Qu'est-ce qui nous lien nous Algériens, au monde arabe ? Rien. Ni la géographie, nous sommes plutôt africains, méditerranéens, qu'asiatiques. Ni la race, nous sommes des amazighes. La langue arabe ? Nullement.
C'est un butin de «guerre», comme sont nos autres butins à travers toute l'histoire des conquêtes et des invasions passées, comme l'est la langue française, ou tout autre dialecte acquis au contact des peuples et des civilisations qui ont conquis notre espace au fil des siècles, comme certaines allocutions turques, espagnoles, etc. Certes, la langue arabe est la langue du Coran et de notre religion musulmane, que Dieu a choisie pour transmettre son Message, et aucun prophète des religions monothéistes n'a prétendu l'exclusivité de la langue arabe dans la transmission du Message divin, mais aucunement celle de nos origines, ni de notre identité.

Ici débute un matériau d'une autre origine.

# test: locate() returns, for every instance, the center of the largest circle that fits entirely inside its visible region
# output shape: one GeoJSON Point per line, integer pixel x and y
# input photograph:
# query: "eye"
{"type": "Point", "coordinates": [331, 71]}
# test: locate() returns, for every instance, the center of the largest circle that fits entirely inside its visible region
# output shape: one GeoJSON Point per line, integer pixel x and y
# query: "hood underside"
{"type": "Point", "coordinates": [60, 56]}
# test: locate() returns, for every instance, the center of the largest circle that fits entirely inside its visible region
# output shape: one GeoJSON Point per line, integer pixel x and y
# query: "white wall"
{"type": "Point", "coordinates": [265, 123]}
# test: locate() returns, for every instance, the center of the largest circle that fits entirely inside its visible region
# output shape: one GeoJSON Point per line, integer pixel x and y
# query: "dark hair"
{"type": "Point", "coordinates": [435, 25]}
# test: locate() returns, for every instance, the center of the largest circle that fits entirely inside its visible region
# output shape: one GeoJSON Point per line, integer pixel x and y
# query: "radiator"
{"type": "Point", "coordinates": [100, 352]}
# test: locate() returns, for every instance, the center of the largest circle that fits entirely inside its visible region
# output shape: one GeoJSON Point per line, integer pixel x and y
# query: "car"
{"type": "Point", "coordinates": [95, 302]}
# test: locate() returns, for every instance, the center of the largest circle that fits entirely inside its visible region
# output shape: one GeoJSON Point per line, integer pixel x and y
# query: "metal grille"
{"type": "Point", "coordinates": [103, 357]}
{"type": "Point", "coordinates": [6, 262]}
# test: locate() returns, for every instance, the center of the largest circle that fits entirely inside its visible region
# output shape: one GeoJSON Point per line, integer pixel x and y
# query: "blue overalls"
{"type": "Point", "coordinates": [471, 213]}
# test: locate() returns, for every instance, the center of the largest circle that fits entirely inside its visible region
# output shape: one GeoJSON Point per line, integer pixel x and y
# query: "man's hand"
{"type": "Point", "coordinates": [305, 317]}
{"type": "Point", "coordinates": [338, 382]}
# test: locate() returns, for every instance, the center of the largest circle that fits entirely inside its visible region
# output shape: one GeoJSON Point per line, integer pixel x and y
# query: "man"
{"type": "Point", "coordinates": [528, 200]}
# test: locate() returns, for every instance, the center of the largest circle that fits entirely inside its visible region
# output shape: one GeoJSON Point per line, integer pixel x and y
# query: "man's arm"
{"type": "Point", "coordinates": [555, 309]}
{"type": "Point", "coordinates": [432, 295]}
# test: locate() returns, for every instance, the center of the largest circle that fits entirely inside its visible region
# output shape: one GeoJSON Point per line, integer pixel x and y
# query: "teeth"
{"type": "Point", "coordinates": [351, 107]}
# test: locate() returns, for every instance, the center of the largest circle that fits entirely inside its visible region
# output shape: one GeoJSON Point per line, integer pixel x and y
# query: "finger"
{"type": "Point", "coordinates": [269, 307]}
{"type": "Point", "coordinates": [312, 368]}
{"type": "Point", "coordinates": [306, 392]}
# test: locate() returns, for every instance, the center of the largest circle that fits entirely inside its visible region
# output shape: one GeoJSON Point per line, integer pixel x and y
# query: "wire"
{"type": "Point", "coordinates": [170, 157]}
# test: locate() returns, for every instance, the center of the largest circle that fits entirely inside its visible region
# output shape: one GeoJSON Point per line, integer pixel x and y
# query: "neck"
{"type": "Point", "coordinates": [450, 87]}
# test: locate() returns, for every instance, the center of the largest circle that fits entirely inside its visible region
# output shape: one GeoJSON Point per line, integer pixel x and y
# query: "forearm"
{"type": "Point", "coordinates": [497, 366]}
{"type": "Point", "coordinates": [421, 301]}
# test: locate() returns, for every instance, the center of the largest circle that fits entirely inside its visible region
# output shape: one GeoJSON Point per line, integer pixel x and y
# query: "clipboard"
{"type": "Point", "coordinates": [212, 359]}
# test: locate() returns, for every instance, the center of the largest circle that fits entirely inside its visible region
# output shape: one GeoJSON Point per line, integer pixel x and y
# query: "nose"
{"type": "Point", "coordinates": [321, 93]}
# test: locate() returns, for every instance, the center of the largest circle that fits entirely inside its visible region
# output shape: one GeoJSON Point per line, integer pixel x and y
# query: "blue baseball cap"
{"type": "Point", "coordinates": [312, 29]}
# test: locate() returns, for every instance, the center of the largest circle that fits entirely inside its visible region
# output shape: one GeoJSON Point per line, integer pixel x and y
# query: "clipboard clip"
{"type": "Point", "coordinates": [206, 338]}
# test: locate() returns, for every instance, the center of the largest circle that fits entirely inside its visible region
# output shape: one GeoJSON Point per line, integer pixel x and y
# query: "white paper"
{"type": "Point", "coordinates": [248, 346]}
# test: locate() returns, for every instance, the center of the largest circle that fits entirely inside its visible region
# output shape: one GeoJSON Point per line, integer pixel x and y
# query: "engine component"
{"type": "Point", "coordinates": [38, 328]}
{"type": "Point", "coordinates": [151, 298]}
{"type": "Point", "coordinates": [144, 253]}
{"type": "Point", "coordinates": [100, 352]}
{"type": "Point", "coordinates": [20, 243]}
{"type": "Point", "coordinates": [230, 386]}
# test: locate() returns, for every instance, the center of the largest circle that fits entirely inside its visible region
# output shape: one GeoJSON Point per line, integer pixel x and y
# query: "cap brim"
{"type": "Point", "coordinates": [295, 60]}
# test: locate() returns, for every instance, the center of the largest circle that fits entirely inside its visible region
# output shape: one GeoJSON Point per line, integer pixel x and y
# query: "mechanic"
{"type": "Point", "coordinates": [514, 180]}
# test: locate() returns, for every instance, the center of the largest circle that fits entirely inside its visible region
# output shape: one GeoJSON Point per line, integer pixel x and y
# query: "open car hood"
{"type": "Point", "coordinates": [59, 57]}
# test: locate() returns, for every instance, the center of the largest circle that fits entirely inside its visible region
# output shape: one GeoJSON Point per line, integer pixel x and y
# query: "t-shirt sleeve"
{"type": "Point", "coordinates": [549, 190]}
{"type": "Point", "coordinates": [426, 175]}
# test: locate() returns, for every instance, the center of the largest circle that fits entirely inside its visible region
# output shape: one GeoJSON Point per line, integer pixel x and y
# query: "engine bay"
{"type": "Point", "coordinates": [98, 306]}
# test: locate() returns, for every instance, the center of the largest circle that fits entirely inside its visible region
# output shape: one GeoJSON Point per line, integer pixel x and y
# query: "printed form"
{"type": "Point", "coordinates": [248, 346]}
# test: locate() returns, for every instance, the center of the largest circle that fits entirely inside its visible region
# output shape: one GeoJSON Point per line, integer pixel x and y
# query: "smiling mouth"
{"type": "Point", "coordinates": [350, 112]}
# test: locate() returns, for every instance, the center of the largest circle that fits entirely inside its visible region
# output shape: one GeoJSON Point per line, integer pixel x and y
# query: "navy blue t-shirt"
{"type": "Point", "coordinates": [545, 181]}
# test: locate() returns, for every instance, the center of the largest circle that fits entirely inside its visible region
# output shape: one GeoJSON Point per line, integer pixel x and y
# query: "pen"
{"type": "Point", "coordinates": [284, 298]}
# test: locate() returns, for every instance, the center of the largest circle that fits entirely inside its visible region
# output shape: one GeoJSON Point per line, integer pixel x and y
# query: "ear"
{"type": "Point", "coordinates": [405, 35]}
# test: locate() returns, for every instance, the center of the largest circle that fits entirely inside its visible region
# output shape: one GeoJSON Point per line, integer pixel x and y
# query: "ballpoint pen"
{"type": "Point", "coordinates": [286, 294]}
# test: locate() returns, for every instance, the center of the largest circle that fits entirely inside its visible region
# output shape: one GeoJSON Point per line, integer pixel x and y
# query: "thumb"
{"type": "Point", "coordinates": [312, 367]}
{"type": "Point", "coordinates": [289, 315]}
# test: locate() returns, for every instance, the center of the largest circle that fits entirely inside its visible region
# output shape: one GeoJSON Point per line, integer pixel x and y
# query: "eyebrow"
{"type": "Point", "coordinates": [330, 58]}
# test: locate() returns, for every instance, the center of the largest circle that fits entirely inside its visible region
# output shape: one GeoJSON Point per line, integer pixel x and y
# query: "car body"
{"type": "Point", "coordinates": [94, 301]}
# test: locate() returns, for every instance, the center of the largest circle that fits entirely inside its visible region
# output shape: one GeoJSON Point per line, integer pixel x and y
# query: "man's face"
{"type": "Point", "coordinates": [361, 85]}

Sinon l'Abyssin Bilal, Salman le Pharisien et Maria la Copte seront tous aujourd'hui considérés comme des arabes, alors qu'ils n'ont embrassé que l'Islam comme religion et non point perdu leur identité d'origine, comme l'atteste si bien leurs surnoms préservés par la nouvelle religion, l'Islam, et transmis fidèlement à travers les siècles par des historiens honnêtes.
La conquête islamique du début du 8éme siècle nous a permis de devenir musulmans, d'embrasser une nouvelle religion, comme auparavant, nous étions chrétiens, païens, et non de perdre notre identité amazighe et notre africanité.
Allez demander aux Turques, aux Malaisiens, aux Pakistanais, aux Perses et aux Afghans de renoncer à leur langues maternelles, de devenir arabes du seul fait qu'ils soient musulmans. Impensable.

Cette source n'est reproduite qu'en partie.